9

Tomás miró a su alrededor sin molestarse en disimular la curiosidad que sentía. Nunca antes había estado en la cámara de un capitán de navío. Vio que se trataba de un recinto espacioso, aunque muy austero. Estaba equipado en un extremo con un escritorio macizo sobre el que había extendidas varias cartas de navegación, mientras que el otro lo llenaba una mesa rectangular de madera desgastada, flanqueada a cada lado por un banco del mismo material. Sobre el tablero reposaban una botella que supuso llena de aguardiente y dos jarras de estaño. El capitán MacGregor lo esperaba sentado tras su escritorio. Se puso en pie y movió sus largas y delgadas piernas en pos de Tomás con una amigable sonrisa que en nada se parecía a sus crueles muecas de la noche anterior.

—Déjenos solos —ordenó al marino que había conducido a Tomás hasta allí y se dirigió hacia la mesa desgastada—. Siéntese, doctor.

Tomás tomó asiento con prevención. No le gustaba ese hombre ni la insensibilidad que había demostrado durante el sepelio marítimo del desdichado Gervasio. ¿Qué querría ahora ese tirano? Estaba seguro de que no tramaba nada bueno detrás de su sorprendente sonrisa.

El Antillano se sentó enfrente de Tomás, sobre el banco que se apoyaba contra la pared. Alzó la botella, vertió algo de su contenido en las jarras y acercó una a su invitado deslizándola por encima de la mesa. Torció los pálidos labios en una mueca inquietante que barrió todo vestigio de sonrisa.

—Debemos aprovechar que la mar está de buenas —observó; alzó su jarra y tomó un largo trago. Cuando acabó, se limpió la boca con el dorso de la mano—. En esta latitud la temperatura es más alta y el aire ya trae el especial aroma de las Antillas. ¿No lo había advertido, doctor?

Tomás movió la cabeza. No sabía cómo responder sin contrariar la buena disposición que mostraba MacGregor.

—No me he fijado en esos detalles, capitán. El hombre que ha muerto era mi amigo y me ha dolido mucho su desaparición. Pero sí he notado que va haciendo más calor.

—Si el viento nos sigue siendo así de favorable, pasado mañana desembarcaremos en La Habana —le comunicó el capitán; escrutó su reacción y añadió—: Beba, doctor. Es aguardiente de caña de azúcar. Lo llaman ron. ¡Un buen ron de Cuba! Vive Dios que se lo ha ganado durante esta travesía.

La inquietud de Tomás fue en aumento. La súbita amabilidad y las atenciones del Antillano le desconcertaban y le ponían en guardia. Probó el alcohol por disimular su congoja y sacar tiempo para pensar. Se vio obligado a dar la razón al capitán. Esa bebida era excelente, no tenía nada que ver con el aguardiente que servían a los pasajeros de tercera a la hora del desayuno.

—Es bueno —corroboró; echó otro trago que le supo a gloria—. Y reconforta.
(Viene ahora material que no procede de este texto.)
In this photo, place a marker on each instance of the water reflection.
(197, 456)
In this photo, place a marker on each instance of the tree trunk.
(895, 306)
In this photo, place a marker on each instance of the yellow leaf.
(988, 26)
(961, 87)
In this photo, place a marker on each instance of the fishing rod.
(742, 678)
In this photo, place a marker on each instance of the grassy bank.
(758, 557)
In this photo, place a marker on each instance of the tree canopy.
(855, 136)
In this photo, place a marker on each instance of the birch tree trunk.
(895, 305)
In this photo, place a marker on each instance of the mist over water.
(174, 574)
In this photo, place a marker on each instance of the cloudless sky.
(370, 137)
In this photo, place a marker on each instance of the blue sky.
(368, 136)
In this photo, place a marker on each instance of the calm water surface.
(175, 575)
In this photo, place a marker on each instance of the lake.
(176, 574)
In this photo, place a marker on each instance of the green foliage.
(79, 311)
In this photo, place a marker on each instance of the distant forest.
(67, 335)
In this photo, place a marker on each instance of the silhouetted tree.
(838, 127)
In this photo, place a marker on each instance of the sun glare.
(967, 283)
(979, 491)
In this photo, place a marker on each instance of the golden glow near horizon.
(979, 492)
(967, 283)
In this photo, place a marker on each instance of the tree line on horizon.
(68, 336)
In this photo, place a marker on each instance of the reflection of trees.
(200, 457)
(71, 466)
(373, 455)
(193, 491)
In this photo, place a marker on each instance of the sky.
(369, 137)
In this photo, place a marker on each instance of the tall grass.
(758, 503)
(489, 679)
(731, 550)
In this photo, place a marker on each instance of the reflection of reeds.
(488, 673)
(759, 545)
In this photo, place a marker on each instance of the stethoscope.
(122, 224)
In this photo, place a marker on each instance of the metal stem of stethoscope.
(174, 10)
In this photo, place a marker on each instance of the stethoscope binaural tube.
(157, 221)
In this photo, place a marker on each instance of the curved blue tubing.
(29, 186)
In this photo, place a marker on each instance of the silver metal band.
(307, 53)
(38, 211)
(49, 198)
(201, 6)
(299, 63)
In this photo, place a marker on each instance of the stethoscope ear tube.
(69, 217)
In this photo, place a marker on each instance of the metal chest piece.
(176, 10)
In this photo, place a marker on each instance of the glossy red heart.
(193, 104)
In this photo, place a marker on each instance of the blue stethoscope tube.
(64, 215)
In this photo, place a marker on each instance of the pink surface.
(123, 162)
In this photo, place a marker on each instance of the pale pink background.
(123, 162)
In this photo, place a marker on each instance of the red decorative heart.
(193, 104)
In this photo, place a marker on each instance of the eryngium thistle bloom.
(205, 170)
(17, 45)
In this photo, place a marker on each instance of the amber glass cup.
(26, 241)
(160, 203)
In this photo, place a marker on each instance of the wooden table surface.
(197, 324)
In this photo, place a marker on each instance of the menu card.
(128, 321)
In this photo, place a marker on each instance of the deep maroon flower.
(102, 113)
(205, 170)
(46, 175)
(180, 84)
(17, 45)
El Antillano se levantó, caminó hacia el escritorio y abrió uno de los cajones. Sacó algo que Tomás no logró identificar desde donde estaba. Regresó a la mesa. Se dejó caer sobre el banco y mostró a su invitado lo que llevaba en la mano. Eran dos gruesos cigarros. Le tendió uno a Tomás.

—Otro presente de Cuba. Le ruego que no se vanaglorie de esto ante sus amigos del sollado. Ya sabe que castigo duramente a quien fume en mi barco. El único fuego que admito en el Gran Antilla es el del fogón del cocinero y el del horno de panificar… Y eso sólo si no hay temporal ni mar gruesa. Un bergantín está construido por entero de madera y arde con suma facilidad… —Esbozó una sonrisa burlona—. Pero en mi pequeño mundo rigen otras leyes. Le recomiendo que aproveche este secreto deleite.
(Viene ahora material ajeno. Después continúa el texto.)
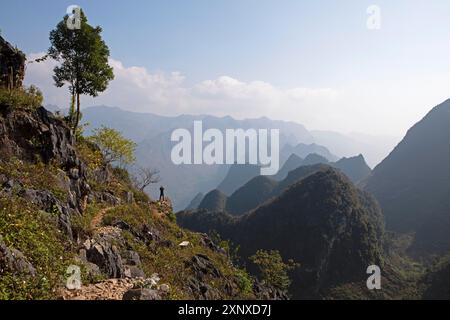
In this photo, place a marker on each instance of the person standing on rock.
(161, 194)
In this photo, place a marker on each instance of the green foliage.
(230, 248)
(114, 147)
(90, 153)
(21, 98)
(83, 57)
(38, 176)
(272, 268)
(245, 282)
(36, 235)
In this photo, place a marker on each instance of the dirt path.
(98, 218)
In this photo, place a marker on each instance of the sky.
(313, 62)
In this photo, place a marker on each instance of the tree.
(273, 270)
(83, 57)
(145, 176)
(114, 147)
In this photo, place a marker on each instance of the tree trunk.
(78, 113)
(72, 109)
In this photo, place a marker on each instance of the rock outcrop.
(12, 65)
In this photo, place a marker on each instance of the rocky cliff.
(63, 209)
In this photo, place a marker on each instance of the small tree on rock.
(83, 57)
(114, 147)
(273, 270)
(144, 177)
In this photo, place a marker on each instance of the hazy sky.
(315, 62)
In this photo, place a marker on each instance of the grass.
(169, 260)
(21, 98)
(37, 176)
(36, 235)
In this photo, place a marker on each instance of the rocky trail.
(131, 287)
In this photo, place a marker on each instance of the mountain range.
(152, 134)
(412, 183)
(322, 221)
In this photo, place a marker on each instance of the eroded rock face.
(141, 294)
(40, 136)
(12, 65)
(12, 260)
(106, 256)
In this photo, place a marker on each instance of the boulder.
(106, 256)
(141, 294)
(12, 260)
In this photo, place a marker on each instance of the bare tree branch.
(145, 176)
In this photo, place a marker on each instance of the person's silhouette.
(161, 193)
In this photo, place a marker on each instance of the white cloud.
(367, 106)
(136, 89)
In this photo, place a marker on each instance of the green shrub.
(21, 98)
(272, 269)
(36, 235)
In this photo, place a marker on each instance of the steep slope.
(355, 168)
(314, 158)
(253, 193)
(412, 183)
(61, 205)
(237, 176)
(324, 222)
(214, 201)
(293, 162)
(374, 148)
(195, 202)
(302, 150)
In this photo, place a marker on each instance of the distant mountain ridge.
(152, 134)
(322, 221)
(413, 183)
(260, 188)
Tomás no hizo ademán de aceptar el cigarro.

—Se lo agradezco, capitán, pero no soy hombre que disfrute con el tabaco.

MacGregor retiró la mano y se guardó la ofrenda en un bolsillo de su uniforme. Del mismo bolsillo sacó un fósforo y encendió el puro con la parsimonia de quien ejecuta un ritual placentero mil veces ensayado. Tras haber dado la primera calada, cuando a Tomás comenzaba a inquietarle el silencio que llenaba el aposento, expulsó el humo muy despacio.
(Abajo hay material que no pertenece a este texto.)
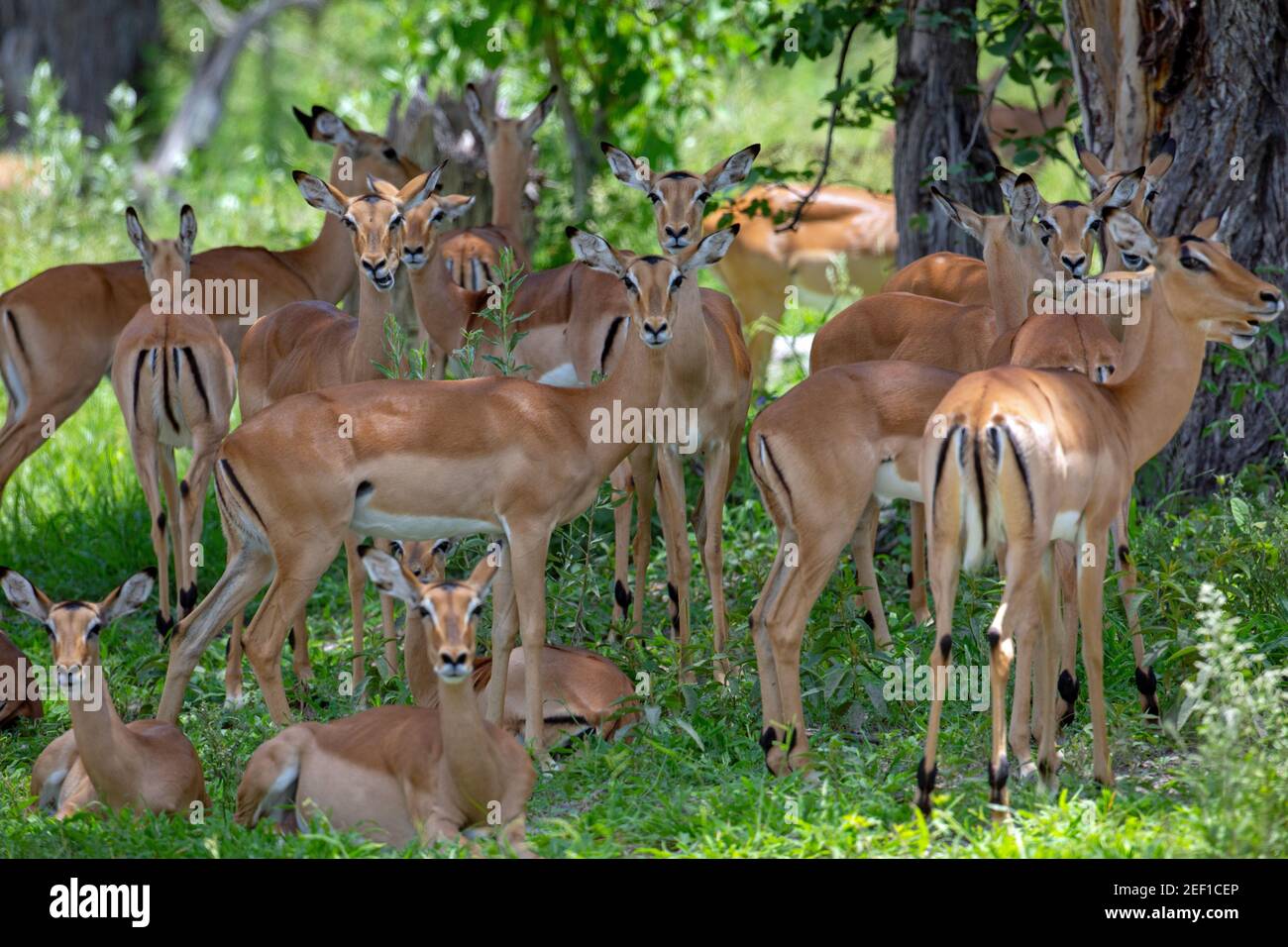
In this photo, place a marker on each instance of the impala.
(473, 254)
(175, 381)
(402, 774)
(425, 459)
(58, 330)
(305, 347)
(1029, 458)
(146, 764)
—No sabe lo que se pierde —dijo—. Un habano no es sólo tabaco. —Se echó atrás en el banco y apoyó la espalda contra la pared. Desde allí escrutó a Tomás con sus astutos ojillos azules—. Llevo semanas preguntándome por qué un médico de su categoría viaja al Nuevo Mundo mezclado con los desgraciados del sollado. Sus ropas raídas no me engañan, Mendoza. Usted no es como esos infelices.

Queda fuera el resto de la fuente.